Students all want the same thing: status, popularity, etc. Not everyone can these things though. Their scarcity is their value. The competition over this finite resource creates conflict and hostility. This pent up hostility has to be channeled to avoid chaos. A scapegoat is informally agreed upon: the oddball, the misfit, the outcast. These people are all the more obvious due to the extreme herding that happens in schools. The bully acts as the "executioner" of this "sacrifice". The boundaries of group unity are enforced, the shared complicity enforcing cohesion, and group identity and control are upheld.
I remember from my school days how much hostility was directed toward people who wouldn't or couldn't "fit in". I even internalized those feelings. "Why won't he/she just act normal?"

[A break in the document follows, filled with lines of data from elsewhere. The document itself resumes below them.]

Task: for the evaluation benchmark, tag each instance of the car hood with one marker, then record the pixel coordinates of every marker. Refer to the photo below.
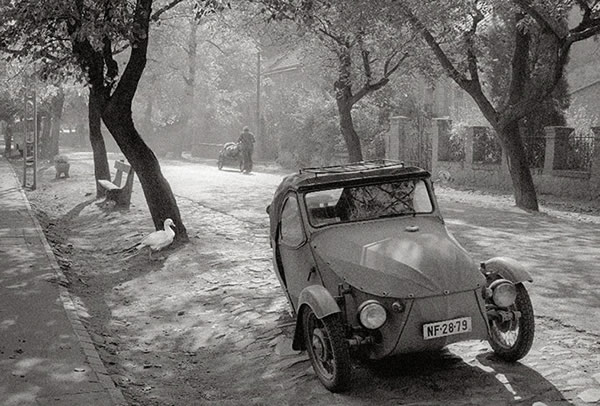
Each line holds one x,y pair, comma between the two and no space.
402,257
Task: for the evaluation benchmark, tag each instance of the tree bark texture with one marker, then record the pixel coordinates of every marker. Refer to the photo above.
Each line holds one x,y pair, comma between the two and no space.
520,174
348,132
344,97
101,168
158,193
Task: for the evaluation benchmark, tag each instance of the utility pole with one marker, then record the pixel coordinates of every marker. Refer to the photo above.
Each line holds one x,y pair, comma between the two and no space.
259,139
30,139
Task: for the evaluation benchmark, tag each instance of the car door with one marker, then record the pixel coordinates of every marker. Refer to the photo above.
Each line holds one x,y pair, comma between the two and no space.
294,253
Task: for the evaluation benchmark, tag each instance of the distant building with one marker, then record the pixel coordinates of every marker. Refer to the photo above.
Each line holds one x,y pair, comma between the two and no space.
583,76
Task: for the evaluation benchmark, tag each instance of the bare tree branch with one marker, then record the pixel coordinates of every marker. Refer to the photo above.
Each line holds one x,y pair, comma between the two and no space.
434,45
545,21
156,15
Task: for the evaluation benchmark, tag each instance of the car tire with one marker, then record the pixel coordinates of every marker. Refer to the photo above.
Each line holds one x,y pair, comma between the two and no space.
522,329
327,349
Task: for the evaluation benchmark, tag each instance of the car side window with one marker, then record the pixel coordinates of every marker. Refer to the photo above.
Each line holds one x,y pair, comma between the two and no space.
291,232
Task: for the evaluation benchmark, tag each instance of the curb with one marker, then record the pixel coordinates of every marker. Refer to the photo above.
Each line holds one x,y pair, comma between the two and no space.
73,311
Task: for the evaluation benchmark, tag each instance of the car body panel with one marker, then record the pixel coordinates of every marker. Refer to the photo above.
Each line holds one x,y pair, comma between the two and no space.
508,268
382,258
409,263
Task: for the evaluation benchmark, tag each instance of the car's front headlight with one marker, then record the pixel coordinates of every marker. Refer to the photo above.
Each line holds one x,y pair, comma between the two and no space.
372,314
504,293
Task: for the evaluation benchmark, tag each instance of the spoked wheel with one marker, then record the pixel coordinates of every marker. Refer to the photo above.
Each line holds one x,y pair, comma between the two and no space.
512,340
327,349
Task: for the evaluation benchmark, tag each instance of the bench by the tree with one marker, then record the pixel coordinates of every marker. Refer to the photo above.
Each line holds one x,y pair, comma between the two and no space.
120,194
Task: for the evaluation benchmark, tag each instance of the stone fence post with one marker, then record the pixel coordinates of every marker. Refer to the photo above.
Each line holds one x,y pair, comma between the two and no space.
440,131
396,139
555,157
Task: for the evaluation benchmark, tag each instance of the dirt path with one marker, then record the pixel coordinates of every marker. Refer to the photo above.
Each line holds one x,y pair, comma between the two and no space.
209,324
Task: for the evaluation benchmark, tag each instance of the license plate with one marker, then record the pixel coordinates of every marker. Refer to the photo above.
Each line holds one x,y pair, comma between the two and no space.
446,328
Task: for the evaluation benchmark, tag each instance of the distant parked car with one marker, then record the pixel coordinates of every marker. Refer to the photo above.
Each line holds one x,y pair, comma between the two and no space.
369,269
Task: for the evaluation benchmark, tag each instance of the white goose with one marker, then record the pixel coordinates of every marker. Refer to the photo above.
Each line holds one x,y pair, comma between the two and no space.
158,239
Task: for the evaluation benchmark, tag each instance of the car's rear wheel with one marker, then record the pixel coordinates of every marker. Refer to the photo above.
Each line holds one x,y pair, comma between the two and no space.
512,340
328,349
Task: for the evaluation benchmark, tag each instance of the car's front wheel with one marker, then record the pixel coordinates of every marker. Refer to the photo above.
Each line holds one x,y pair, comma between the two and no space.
328,349
511,340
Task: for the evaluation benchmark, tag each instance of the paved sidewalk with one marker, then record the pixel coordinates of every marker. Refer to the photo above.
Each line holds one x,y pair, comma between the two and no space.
46,354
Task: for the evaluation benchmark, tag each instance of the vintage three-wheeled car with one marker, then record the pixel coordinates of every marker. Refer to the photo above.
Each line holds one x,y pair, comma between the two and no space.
369,269
230,155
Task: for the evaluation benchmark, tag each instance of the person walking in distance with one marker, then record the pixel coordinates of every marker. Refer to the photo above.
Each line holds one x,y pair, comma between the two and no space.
246,142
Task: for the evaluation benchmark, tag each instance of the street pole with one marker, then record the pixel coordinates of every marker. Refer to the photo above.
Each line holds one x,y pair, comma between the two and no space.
258,132
35,140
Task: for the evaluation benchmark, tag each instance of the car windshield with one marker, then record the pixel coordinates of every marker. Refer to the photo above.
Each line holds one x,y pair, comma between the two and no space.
368,202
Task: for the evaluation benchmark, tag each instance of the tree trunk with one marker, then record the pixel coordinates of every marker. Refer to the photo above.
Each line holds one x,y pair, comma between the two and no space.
520,174
101,168
158,193
343,98
44,138
348,132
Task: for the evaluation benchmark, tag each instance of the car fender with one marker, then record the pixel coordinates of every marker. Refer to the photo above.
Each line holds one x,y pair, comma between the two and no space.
321,302
508,268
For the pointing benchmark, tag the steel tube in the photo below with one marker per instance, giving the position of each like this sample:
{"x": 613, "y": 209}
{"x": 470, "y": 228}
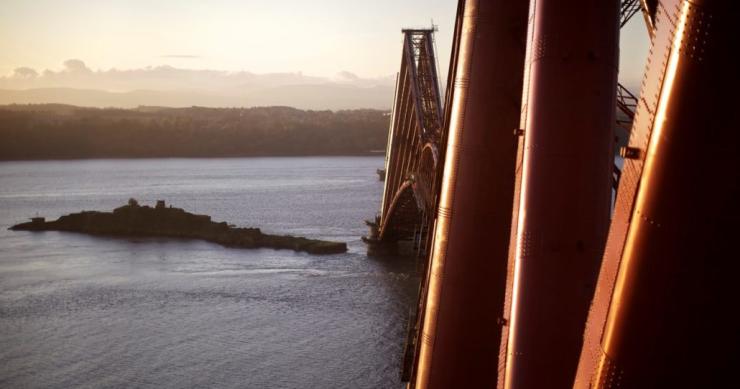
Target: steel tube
{"x": 461, "y": 331}
{"x": 670, "y": 320}
{"x": 565, "y": 197}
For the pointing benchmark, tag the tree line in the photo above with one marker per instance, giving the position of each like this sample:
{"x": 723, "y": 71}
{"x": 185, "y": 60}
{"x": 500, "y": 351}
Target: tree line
{"x": 51, "y": 131}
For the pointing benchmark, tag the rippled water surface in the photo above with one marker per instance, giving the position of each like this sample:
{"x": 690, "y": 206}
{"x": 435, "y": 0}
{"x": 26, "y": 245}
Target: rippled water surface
{"x": 81, "y": 311}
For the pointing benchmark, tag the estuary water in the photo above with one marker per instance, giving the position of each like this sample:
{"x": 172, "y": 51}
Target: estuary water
{"x": 87, "y": 312}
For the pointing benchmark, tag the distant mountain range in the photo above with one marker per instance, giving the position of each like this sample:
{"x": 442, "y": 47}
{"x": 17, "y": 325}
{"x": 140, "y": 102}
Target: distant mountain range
{"x": 77, "y": 84}
{"x": 307, "y": 96}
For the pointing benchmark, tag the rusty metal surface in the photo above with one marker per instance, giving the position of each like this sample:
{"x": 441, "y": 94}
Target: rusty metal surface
{"x": 565, "y": 190}
{"x": 663, "y": 314}
{"x": 461, "y": 329}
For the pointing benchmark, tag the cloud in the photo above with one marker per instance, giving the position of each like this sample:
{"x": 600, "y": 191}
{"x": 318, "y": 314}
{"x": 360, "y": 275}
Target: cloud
{"x": 76, "y": 74}
{"x": 347, "y": 76}
{"x": 181, "y": 56}
{"x": 25, "y": 73}
{"x": 76, "y": 66}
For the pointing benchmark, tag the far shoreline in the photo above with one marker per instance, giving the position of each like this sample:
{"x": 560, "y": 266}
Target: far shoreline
{"x": 117, "y": 158}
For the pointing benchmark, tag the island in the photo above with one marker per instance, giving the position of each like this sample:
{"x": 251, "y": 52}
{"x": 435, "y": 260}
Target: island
{"x": 134, "y": 220}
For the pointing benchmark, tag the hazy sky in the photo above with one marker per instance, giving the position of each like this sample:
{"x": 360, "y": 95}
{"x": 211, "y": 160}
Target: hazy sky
{"x": 316, "y": 37}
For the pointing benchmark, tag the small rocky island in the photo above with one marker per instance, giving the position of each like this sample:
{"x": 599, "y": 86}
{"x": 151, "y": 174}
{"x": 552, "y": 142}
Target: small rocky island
{"x": 134, "y": 220}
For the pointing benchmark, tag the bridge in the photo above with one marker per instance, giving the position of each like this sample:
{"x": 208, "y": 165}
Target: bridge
{"x": 416, "y": 146}
{"x": 530, "y": 278}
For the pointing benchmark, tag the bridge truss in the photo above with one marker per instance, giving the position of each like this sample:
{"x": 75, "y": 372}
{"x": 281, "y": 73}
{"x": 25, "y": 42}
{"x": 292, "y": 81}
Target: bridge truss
{"x": 416, "y": 146}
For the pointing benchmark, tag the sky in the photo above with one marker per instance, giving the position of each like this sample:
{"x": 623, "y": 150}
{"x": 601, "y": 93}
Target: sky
{"x": 319, "y": 38}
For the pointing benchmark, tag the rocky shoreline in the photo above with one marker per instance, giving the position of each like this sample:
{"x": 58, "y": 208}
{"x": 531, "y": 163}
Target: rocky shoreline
{"x": 162, "y": 221}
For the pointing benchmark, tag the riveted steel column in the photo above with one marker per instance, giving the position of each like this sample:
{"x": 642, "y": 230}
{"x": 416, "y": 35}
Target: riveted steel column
{"x": 461, "y": 331}
{"x": 666, "y": 311}
{"x": 565, "y": 195}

I'm not fully sold on Gerard, but his theories are kind of mesmerizing in their pat explanation of group dynamics.
According to popular science that is.
https://humanorigins.si.edu/evidence/genetics/ancient-dna-an...).
I disagree. I think that the person who is bullied is primarily selected by the bully, and the only influence that others have is that the bullied person doesn't have enough (or large enough) others around them in order to defend them. Others may then pile in once the target has been selected, but it's not in any way a collective decision.
You could just as well say that society chooses the people who get mugged, or the people whose houses are burglarized, or the people who are raped or murdered. I'm sure you could come up with some neo-Freudian way to convince somebody that makes sense, but it doesn't make sense. It's generalization to the point of uselessness if not complete absurdity.
I was bullied as a child. I was picked because I was an easy, bookish target without many friends, and definitely without tough friends. The bullying ended when I hurt a bully in a way that everyone found out about, and that state was maintained when I made a group of friends who would have defended me if a bully had approached me. The cause of all of this was obvious, not subtle or mysterious.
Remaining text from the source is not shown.